Hi, again...
I realize I'm posting pretty often here, but writing has and most likely will continue to help me pour my feelings out, and each and every reply helps in great amounts. Not to mention that this forum is the only reason I had the confidence to come out and tell anyone I know about my thoughts and problems.
As usual, most of the info about me are in my other posts scattered around the youth board and there might be one in the introductions board. Anyway, I guess I should continue on with what I'm making this post about. The basic information you'll need to know about me is: A) I'm 12. B) I'm currently still male, and extremely unhappy with that.

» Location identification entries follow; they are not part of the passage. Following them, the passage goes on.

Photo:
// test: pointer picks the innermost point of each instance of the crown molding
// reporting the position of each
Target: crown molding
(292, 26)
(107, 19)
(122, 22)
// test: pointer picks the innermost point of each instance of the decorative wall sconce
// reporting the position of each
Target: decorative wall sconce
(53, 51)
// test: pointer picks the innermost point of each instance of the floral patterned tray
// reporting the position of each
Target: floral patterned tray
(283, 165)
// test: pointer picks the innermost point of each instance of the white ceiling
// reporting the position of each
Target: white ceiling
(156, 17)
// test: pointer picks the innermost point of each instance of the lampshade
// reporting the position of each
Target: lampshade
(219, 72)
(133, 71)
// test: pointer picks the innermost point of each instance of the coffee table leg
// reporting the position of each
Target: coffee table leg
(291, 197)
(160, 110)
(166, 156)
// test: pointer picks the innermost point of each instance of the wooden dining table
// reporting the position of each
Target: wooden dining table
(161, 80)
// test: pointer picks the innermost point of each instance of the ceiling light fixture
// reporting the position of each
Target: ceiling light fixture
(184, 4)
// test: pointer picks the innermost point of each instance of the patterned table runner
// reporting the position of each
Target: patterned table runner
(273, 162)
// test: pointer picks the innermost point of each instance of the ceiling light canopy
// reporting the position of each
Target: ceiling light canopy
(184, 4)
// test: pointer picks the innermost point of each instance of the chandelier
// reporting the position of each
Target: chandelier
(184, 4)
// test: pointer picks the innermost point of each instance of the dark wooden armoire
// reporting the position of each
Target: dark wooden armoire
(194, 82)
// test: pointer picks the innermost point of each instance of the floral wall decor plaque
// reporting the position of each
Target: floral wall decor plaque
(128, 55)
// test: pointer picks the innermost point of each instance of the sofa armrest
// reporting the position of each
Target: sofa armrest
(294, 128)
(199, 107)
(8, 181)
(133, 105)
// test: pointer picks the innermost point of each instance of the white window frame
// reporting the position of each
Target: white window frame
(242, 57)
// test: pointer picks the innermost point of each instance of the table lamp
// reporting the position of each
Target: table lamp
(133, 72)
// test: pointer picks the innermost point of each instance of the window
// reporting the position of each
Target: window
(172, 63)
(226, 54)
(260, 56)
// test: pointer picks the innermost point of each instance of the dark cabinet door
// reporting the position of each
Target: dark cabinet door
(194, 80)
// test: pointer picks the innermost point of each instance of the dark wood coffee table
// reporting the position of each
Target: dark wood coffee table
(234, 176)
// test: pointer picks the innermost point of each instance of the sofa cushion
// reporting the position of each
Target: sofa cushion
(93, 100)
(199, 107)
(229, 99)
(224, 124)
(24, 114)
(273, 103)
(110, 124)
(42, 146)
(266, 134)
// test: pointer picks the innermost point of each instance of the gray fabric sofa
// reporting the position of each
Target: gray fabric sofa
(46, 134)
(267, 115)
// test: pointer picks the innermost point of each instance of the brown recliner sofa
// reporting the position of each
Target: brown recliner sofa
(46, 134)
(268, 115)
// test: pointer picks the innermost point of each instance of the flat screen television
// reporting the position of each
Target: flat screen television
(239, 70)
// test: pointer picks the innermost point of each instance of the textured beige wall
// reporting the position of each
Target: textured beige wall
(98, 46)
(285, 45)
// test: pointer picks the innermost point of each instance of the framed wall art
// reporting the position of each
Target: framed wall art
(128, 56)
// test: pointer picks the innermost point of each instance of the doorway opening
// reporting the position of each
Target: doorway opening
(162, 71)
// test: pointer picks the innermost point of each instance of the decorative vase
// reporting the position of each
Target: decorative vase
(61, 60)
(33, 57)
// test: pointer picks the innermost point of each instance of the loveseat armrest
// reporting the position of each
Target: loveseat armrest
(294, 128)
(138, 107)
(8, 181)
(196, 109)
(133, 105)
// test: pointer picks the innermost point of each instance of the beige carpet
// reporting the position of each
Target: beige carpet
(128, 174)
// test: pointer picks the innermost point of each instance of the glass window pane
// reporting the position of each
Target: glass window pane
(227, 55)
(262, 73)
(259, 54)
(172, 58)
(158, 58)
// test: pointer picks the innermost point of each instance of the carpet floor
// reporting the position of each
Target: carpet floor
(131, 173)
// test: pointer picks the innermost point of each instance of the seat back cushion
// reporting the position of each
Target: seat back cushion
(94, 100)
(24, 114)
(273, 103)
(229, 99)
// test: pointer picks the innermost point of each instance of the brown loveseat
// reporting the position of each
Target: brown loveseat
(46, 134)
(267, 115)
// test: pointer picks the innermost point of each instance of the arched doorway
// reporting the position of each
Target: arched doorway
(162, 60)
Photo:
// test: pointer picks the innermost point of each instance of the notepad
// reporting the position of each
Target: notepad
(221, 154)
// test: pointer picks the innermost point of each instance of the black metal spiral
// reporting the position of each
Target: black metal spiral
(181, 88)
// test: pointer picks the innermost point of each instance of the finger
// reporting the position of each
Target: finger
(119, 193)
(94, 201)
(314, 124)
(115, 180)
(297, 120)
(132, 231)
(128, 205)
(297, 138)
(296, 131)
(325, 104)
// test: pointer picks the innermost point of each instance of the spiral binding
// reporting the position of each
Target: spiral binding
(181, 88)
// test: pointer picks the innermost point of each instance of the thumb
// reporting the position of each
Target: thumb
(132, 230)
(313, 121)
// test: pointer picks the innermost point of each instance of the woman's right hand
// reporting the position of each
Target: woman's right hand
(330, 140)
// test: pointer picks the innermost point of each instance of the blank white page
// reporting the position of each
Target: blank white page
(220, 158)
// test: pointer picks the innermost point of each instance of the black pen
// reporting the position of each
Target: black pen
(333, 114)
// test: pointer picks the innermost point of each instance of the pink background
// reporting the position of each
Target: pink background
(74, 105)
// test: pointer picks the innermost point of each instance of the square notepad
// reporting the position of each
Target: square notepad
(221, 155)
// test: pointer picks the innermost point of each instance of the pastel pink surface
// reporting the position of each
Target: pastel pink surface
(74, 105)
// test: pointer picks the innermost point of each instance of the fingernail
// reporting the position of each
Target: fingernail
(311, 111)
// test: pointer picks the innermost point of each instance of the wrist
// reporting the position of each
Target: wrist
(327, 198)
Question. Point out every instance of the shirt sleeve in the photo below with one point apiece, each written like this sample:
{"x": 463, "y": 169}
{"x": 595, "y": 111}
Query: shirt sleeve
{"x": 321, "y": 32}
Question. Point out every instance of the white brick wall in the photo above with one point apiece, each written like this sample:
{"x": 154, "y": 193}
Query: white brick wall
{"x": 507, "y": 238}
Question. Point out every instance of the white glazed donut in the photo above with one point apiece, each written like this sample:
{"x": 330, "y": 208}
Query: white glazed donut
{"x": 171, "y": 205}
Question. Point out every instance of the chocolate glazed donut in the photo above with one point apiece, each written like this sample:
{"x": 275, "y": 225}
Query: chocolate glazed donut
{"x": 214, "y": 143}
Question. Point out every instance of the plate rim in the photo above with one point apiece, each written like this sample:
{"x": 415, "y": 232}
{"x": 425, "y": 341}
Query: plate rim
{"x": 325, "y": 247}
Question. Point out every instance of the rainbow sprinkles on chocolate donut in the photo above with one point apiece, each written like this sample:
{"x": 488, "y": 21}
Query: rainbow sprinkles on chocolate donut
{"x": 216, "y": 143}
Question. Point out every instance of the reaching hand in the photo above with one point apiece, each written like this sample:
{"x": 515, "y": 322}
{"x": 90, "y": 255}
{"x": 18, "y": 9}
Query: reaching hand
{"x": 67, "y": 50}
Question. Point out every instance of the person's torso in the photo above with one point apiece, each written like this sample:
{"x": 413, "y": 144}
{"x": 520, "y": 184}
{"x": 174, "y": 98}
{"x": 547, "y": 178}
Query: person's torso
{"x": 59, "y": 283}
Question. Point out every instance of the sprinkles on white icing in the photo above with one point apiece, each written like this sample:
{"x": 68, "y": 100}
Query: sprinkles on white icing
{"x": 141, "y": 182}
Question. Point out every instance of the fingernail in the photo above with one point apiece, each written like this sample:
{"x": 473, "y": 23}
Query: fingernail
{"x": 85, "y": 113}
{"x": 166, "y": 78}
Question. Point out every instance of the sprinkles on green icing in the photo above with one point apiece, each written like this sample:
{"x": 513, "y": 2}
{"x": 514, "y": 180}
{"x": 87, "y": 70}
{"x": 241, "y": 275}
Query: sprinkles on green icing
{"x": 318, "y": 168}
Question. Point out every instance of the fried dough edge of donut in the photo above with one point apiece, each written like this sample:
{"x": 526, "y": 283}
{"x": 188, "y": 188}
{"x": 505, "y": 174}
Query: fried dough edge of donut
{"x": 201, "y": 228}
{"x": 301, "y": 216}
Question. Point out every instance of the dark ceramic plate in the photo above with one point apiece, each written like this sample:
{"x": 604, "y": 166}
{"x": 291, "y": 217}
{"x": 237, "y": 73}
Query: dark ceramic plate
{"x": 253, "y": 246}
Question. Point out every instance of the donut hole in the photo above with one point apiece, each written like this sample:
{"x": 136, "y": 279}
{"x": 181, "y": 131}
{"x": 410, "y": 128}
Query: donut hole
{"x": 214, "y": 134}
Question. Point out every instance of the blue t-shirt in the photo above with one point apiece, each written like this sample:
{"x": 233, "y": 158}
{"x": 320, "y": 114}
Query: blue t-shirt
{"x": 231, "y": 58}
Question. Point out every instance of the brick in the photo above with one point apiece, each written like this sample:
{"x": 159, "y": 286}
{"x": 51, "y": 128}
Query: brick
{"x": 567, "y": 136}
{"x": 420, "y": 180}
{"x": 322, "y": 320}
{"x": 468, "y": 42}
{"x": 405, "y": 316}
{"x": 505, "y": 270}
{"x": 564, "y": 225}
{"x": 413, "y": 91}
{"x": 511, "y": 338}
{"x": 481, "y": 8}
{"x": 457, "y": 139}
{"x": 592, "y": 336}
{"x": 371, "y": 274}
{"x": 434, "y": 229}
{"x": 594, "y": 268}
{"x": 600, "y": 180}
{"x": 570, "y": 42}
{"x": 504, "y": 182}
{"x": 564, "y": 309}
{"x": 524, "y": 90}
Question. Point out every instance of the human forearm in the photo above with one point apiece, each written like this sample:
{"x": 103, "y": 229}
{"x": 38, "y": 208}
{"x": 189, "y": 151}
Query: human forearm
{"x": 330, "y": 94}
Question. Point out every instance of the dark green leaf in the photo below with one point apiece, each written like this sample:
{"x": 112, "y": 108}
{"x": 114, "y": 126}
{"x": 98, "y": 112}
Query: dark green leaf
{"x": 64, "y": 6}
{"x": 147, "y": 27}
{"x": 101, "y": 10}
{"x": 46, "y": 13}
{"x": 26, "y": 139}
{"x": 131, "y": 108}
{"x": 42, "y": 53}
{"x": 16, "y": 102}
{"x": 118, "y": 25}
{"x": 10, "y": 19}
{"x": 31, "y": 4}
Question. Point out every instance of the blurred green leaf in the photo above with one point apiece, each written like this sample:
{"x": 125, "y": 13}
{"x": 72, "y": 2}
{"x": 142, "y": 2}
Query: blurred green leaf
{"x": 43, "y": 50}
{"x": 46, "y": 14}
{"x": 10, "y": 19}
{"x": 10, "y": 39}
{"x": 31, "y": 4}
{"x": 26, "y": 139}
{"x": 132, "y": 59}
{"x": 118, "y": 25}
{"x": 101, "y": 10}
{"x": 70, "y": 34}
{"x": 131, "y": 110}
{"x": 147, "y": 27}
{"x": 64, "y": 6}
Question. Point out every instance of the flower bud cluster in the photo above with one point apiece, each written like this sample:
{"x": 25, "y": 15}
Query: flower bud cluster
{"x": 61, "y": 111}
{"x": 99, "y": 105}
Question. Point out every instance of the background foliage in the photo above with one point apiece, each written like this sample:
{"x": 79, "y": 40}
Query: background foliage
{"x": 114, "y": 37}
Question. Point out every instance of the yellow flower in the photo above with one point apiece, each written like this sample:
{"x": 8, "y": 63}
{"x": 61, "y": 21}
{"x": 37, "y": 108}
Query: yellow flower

Right, now that that's over with, I recently saw my family doctor about my thoughts. I'm aware this wasn't the best person to see, but I really needed to talk to someone. The appointment itself was... rather demoralising, to say the least. Essentially, I waited two hours to see him, got into his office, and ended up sitting through 30 minutes of him essentially saying "It's a phase, and therefore I recommend you do nothing about it yet.". And then I left on the verge of tears -- not because I didn't expect him to say this -- but mostly because him having said this brought up even more thoughts of "What if it is a phase?". I'm confident it's not, in fact I really hope it's not. But there's still a good chance it is. And so, I guess this post is mostly to see if anyone could kind of put those thoughts to rest for at least a short time?
This week I'm going to see a doctor at a clinic that specializes in gender and sexuality, so I'm hoping that will go better. I've kind of told myself that my doctor didn't know what he was talking about, and that's why he made the assumption it was most likely a phase. But, the unfortunate truth is, he probably does know what he's talking about.
I'm currently not attending school due to some family complications and my being a whiny 1st-world-problem'd child. Either way, I plan to go back in late March, and I hope to be -- at very least -- seeing a gender therapist by then. I understand that this is a long, and hard journey, but everything feels too slow even in the first months of said journey (there are my whiny 1st-world-problems again.).
Before I post an even bigger wall of text, I might as well end it here. Thanks for reading n' stuff.